Zur Demokratisierung der Kirche – ein abschreckendes Fallbeispiel
„In einem öffentlichen Hörbeitrag einer Ruhrgebietspfarrei wünscht der Pfarrgemeinderatsvorsitzende die Streichung des Agnus Dei in der Messe. Hintergrund ist die angeblich nicht mehr vermittelbare Deutung des Todes Jesu als ein Sühnopfer für unsere Sünden. Eine Diskussion entsteht.“ 1
Ob das Agnus Dei noch theologisch akzeptabel oder zu streichen sei, das soll nun urdemokratisch der Pfarrgemeinderat entscheiden! Wie immer nun diese Entscheidung ausfiel, der Skandal ist die Anmaßung eines Pfarrgemeinderates, selbstherrlich über diese Causa entscheiden zu dürfen.Denn hier gilt nun, daß nur das als „wahr“ gelten dürfe, was eine Mehrheit dieses Gremiumes als wahr bestimmt.

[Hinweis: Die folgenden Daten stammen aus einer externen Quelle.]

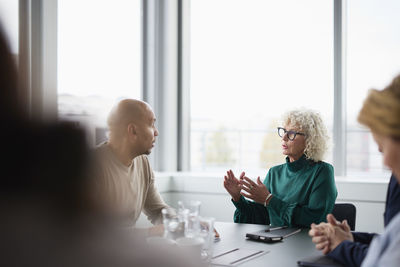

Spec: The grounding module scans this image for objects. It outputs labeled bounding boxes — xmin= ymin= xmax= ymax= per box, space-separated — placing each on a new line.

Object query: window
xmin=0 ymin=0 xmax=19 ymax=55
xmin=190 ymin=0 xmax=333 ymax=176
xmin=58 ymin=0 xmax=141 ymax=146
xmin=346 ymin=0 xmax=400 ymax=177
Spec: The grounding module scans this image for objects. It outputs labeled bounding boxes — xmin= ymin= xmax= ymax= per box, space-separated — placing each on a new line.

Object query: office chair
xmin=332 ymin=203 xmax=356 ymax=231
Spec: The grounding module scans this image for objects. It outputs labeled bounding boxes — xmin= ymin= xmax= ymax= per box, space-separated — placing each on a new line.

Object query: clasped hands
xmin=308 ymin=214 xmax=354 ymax=254
xmin=224 ymin=170 xmax=269 ymax=204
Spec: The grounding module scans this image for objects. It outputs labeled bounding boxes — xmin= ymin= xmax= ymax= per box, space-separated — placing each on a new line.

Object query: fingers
xmin=326 ymin=214 xmax=340 ymax=226
xmin=243 ymin=176 xmax=257 ymax=186
xmin=240 ymin=191 xmax=253 ymax=199
xmin=342 ymin=220 xmax=351 ymax=232
xmin=322 ymin=243 xmax=331 ymax=255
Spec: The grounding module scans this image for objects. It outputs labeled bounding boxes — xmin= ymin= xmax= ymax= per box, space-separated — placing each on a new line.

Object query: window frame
xmin=19 ymin=0 xmax=388 ymax=179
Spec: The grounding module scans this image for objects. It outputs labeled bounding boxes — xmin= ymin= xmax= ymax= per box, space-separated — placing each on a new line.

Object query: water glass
xmin=198 ymin=217 xmax=215 ymax=262
xmin=161 ymin=208 xmax=185 ymax=240
xmin=184 ymin=200 xmax=201 ymax=237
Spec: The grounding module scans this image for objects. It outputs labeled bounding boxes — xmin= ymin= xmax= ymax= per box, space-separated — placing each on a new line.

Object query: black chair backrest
xmin=332 ymin=203 xmax=356 ymax=231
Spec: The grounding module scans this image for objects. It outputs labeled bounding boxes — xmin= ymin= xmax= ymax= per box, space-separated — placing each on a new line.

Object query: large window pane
xmin=0 ymin=0 xmax=19 ymax=55
xmin=347 ymin=0 xmax=400 ymax=178
xmin=58 ymin=0 xmax=141 ymax=146
xmin=190 ymin=0 xmax=333 ymax=175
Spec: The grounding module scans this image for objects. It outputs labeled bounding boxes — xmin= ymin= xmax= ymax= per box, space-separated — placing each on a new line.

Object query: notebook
xmin=246 ymin=226 xmax=301 ymax=243
xmin=297 ymin=255 xmax=343 ymax=267
xmin=211 ymin=248 xmax=268 ymax=266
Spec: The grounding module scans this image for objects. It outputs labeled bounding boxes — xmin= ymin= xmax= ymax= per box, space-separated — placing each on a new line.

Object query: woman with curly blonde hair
xmin=224 ymin=109 xmax=337 ymax=227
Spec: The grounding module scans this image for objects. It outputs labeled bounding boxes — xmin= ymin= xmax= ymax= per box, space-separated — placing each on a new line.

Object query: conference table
xmin=213 ymin=222 xmax=340 ymax=267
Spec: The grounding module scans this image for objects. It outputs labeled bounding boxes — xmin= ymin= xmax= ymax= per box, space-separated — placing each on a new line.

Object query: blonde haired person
xmin=309 ymin=75 xmax=400 ymax=266
xmin=224 ymin=109 xmax=337 ymax=227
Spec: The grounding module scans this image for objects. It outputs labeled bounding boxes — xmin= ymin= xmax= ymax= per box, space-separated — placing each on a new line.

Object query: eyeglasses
xmin=278 ymin=127 xmax=305 ymax=141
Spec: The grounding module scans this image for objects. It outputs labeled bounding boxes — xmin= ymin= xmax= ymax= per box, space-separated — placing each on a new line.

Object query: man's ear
xmin=127 ymin=123 xmax=137 ymax=135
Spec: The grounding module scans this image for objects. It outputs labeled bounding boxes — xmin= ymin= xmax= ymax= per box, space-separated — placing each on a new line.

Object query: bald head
xmin=107 ymin=99 xmax=152 ymax=133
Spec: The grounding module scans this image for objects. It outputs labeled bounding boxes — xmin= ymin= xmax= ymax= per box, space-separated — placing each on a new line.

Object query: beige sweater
xmin=95 ymin=143 xmax=169 ymax=225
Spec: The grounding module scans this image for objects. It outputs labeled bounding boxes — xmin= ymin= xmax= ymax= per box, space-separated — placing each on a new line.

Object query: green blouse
xmin=232 ymin=155 xmax=337 ymax=227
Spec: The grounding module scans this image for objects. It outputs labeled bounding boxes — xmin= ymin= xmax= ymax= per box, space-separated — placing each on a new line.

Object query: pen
xmin=265 ymin=226 xmax=287 ymax=232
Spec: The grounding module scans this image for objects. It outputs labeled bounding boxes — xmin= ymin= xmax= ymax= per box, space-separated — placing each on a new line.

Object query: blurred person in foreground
xmin=0 ymin=24 xmax=198 ymax=267
xmin=94 ymin=99 xmax=169 ymax=235
xmin=309 ymin=75 xmax=400 ymax=266
xmin=224 ymin=109 xmax=337 ymax=227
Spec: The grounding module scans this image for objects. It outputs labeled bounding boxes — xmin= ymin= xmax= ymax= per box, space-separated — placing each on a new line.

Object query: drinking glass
xmin=161 ymin=208 xmax=185 ymax=240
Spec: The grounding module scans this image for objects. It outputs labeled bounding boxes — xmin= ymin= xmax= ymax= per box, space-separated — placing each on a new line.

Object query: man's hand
xmin=308 ymin=214 xmax=354 ymax=254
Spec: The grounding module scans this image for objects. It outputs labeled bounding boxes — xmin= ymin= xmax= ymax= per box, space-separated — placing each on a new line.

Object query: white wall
xmin=138 ymin=173 xmax=388 ymax=233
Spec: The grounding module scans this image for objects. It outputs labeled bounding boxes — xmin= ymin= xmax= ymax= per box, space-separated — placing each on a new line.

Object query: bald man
xmin=92 ymin=99 xmax=169 ymax=234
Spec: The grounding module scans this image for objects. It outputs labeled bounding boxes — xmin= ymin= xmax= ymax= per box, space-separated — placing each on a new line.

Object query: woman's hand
xmin=308 ymin=214 xmax=354 ymax=254
xmin=224 ymin=170 xmax=245 ymax=202
xmin=240 ymin=176 xmax=269 ymax=204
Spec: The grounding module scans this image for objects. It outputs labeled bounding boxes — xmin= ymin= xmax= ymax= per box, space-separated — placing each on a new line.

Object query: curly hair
xmin=358 ymin=75 xmax=400 ymax=139
xmin=282 ymin=108 xmax=330 ymax=162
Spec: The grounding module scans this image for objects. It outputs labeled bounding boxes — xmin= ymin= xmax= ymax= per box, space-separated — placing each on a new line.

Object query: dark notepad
xmin=297 ymin=255 xmax=343 ymax=267
xmin=246 ymin=227 xmax=301 ymax=243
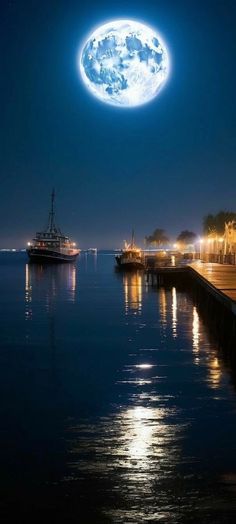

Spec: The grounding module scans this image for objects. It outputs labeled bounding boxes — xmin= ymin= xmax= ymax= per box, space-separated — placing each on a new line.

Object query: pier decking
xmin=188 ymin=262 xmax=236 ymax=315
xmin=146 ymin=261 xmax=236 ymax=316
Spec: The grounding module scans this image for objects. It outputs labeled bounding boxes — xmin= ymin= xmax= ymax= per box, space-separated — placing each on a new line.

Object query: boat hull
xmin=116 ymin=255 xmax=144 ymax=271
xmin=27 ymin=249 xmax=79 ymax=264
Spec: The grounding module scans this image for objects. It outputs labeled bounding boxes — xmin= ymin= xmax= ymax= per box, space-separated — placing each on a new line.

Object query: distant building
xmin=224 ymin=220 xmax=236 ymax=255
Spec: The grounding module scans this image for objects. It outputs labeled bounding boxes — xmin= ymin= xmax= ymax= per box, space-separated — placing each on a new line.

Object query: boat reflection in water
xmin=123 ymin=271 xmax=143 ymax=315
xmin=25 ymin=263 xmax=77 ymax=310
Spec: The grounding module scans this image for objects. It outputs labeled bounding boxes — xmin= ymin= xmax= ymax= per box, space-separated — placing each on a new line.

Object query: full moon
xmin=79 ymin=20 xmax=169 ymax=107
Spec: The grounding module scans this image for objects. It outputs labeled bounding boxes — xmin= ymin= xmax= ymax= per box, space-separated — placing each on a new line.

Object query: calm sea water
xmin=0 ymin=253 xmax=236 ymax=524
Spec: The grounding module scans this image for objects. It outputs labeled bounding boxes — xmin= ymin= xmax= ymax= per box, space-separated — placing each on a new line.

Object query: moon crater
xmin=79 ymin=20 xmax=169 ymax=107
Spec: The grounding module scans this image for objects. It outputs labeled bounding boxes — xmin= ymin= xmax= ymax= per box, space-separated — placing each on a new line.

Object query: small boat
xmin=27 ymin=190 xmax=80 ymax=263
xmin=86 ymin=247 xmax=98 ymax=255
xmin=116 ymin=232 xmax=144 ymax=269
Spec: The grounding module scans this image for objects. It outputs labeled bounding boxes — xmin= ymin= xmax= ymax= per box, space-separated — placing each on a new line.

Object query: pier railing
xmin=144 ymin=252 xmax=236 ymax=269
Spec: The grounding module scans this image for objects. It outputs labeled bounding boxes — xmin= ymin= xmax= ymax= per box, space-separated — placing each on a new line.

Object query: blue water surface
xmin=0 ymin=253 xmax=236 ymax=524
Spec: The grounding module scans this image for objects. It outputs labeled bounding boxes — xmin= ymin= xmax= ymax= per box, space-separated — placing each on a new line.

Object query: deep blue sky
xmin=0 ymin=0 xmax=236 ymax=247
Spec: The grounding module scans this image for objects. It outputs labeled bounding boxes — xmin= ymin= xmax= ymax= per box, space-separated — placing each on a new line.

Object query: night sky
xmin=0 ymin=0 xmax=236 ymax=248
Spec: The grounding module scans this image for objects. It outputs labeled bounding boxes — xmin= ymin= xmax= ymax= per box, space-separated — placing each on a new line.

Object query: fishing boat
xmin=27 ymin=190 xmax=80 ymax=262
xmin=116 ymin=232 xmax=144 ymax=269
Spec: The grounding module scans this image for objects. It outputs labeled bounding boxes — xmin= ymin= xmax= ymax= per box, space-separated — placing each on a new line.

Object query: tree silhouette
xmin=203 ymin=211 xmax=236 ymax=235
xmin=177 ymin=229 xmax=197 ymax=244
xmin=145 ymin=228 xmax=169 ymax=247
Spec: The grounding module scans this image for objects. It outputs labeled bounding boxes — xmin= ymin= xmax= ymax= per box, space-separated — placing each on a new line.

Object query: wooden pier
xmin=146 ymin=261 xmax=236 ymax=356
xmin=146 ymin=261 xmax=236 ymax=316
xmin=187 ymin=262 xmax=236 ymax=316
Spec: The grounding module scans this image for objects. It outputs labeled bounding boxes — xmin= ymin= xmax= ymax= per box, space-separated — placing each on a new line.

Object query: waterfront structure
xmin=224 ymin=220 xmax=236 ymax=255
xmin=27 ymin=191 xmax=79 ymax=263
xmin=115 ymin=231 xmax=144 ymax=269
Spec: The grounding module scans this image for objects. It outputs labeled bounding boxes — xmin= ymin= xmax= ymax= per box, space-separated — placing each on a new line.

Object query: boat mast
xmin=48 ymin=188 xmax=56 ymax=233
xmin=131 ymin=229 xmax=134 ymax=247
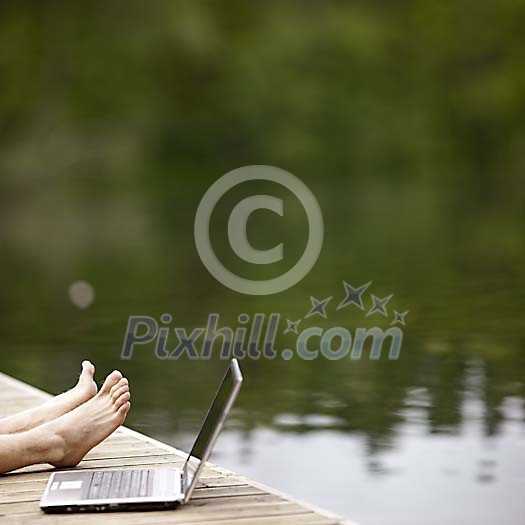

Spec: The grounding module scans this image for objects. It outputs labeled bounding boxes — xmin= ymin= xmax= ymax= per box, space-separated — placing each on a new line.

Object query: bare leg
xmin=0 ymin=372 xmax=130 ymax=473
xmin=0 ymin=361 xmax=97 ymax=434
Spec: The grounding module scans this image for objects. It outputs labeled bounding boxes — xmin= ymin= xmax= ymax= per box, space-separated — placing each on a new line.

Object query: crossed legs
xmin=0 ymin=361 xmax=130 ymax=473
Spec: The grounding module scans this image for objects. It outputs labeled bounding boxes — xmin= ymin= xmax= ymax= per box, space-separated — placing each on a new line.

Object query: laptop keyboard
xmin=87 ymin=469 xmax=153 ymax=499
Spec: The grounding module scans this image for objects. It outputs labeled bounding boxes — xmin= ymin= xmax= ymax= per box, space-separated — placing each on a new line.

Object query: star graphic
xmin=390 ymin=310 xmax=410 ymax=326
xmin=337 ymin=281 xmax=372 ymax=310
xmin=283 ymin=319 xmax=301 ymax=334
xmin=366 ymin=293 xmax=394 ymax=317
xmin=304 ymin=296 xmax=332 ymax=319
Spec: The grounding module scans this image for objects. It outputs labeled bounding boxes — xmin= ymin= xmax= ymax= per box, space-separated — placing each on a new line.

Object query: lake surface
xmin=0 ymin=178 xmax=525 ymax=525
xmin=0 ymin=0 xmax=525 ymax=525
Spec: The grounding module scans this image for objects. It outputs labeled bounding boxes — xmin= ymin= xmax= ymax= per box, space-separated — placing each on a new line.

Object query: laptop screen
xmin=183 ymin=359 xmax=242 ymax=501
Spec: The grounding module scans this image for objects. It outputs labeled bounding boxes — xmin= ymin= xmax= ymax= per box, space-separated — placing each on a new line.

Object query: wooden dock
xmin=0 ymin=373 xmax=351 ymax=525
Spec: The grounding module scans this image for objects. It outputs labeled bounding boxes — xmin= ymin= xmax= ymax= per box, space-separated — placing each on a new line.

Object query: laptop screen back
xmin=183 ymin=359 xmax=242 ymax=501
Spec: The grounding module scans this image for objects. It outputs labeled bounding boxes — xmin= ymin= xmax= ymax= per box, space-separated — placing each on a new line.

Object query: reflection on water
xmin=157 ymin=361 xmax=525 ymax=525
xmin=0 ymin=174 xmax=525 ymax=525
xmin=0 ymin=0 xmax=525 ymax=525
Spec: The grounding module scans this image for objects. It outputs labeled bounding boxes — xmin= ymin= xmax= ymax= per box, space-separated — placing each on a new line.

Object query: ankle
xmin=27 ymin=424 xmax=66 ymax=465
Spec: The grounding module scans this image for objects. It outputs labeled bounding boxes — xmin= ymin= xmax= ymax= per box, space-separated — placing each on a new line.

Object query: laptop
xmin=40 ymin=359 xmax=242 ymax=513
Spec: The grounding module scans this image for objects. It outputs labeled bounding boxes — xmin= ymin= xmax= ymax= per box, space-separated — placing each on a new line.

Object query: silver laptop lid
xmin=182 ymin=359 xmax=242 ymax=502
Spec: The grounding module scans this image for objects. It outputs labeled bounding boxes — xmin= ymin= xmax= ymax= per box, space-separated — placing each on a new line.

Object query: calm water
xmin=1 ymin=175 xmax=525 ymax=524
xmin=0 ymin=0 xmax=525 ymax=525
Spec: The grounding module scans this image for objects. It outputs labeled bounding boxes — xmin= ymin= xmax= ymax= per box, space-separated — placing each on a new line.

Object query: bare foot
xmin=0 ymin=361 xmax=97 ymax=434
xmin=43 ymin=371 xmax=130 ymax=467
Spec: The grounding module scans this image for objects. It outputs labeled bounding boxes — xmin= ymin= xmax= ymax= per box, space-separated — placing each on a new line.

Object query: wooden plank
xmin=0 ymin=373 xmax=350 ymax=525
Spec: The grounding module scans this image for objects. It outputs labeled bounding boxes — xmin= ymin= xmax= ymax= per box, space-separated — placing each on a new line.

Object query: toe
xmin=114 ymin=392 xmax=131 ymax=410
xmin=118 ymin=401 xmax=131 ymax=416
xmin=100 ymin=370 xmax=122 ymax=393
xmin=111 ymin=385 xmax=129 ymax=401
xmin=80 ymin=361 xmax=95 ymax=381
xmin=109 ymin=377 xmax=128 ymax=395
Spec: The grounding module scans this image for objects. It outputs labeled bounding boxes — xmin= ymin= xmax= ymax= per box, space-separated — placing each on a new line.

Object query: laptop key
xmin=109 ymin=470 xmax=122 ymax=498
xmin=99 ymin=471 xmax=113 ymax=499
xmin=139 ymin=470 xmax=149 ymax=498
xmin=118 ymin=470 xmax=131 ymax=498
xmin=87 ymin=471 xmax=102 ymax=499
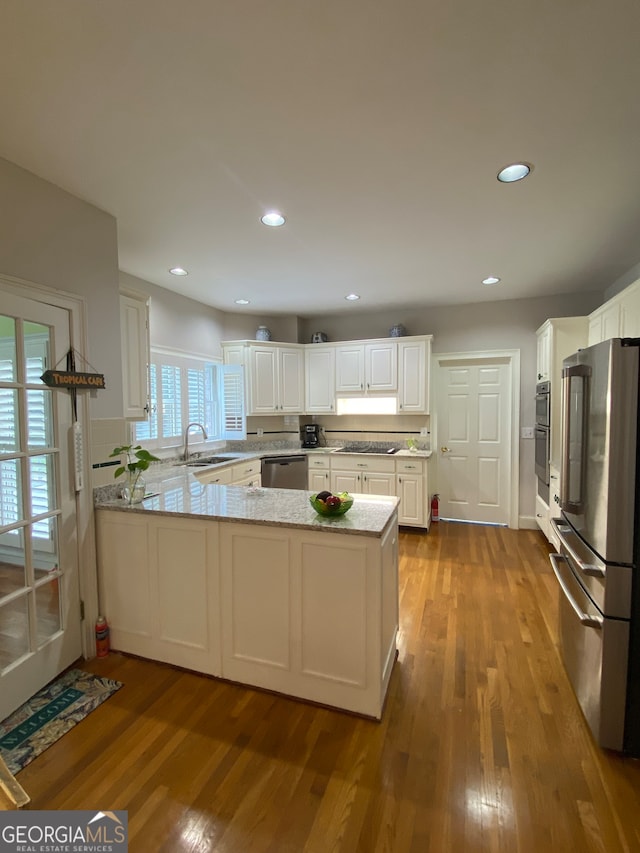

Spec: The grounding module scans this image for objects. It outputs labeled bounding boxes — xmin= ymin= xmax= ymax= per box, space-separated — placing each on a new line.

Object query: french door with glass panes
xmin=0 ymin=292 xmax=81 ymax=720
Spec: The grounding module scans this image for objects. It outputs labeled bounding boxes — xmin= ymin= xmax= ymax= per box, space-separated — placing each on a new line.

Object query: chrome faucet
xmin=184 ymin=421 xmax=209 ymax=462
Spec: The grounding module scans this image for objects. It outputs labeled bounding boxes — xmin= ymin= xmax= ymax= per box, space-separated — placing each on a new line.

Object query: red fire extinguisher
xmin=431 ymin=495 xmax=440 ymax=521
xmin=96 ymin=616 xmax=111 ymax=658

Wie viele Pfarrgemeinderäte existieren in Deutschland? Soll es so so viele „Wahrheiten“ geben, wie es Pfarrgemeinderatsbeschlüsse gibt? Das wäre aber nun eine rabiate Umsetzung des Subsidaritätsprinzipes auf das Innenleben der Kirche, daß alles Relevante auf der untersten Ebene der Kirche entschieden würde und nur das dort nicht Entscheidbare auf eine höhere Entscheidungsebene hochdelegiert wird. Das wäre der Tod der Katholischen Kirche!
1Communioartikel: „War der Kreuztod Jesu ein heilswirksames Opfer?, 31.7.2026, Kommentar: Zimmerer.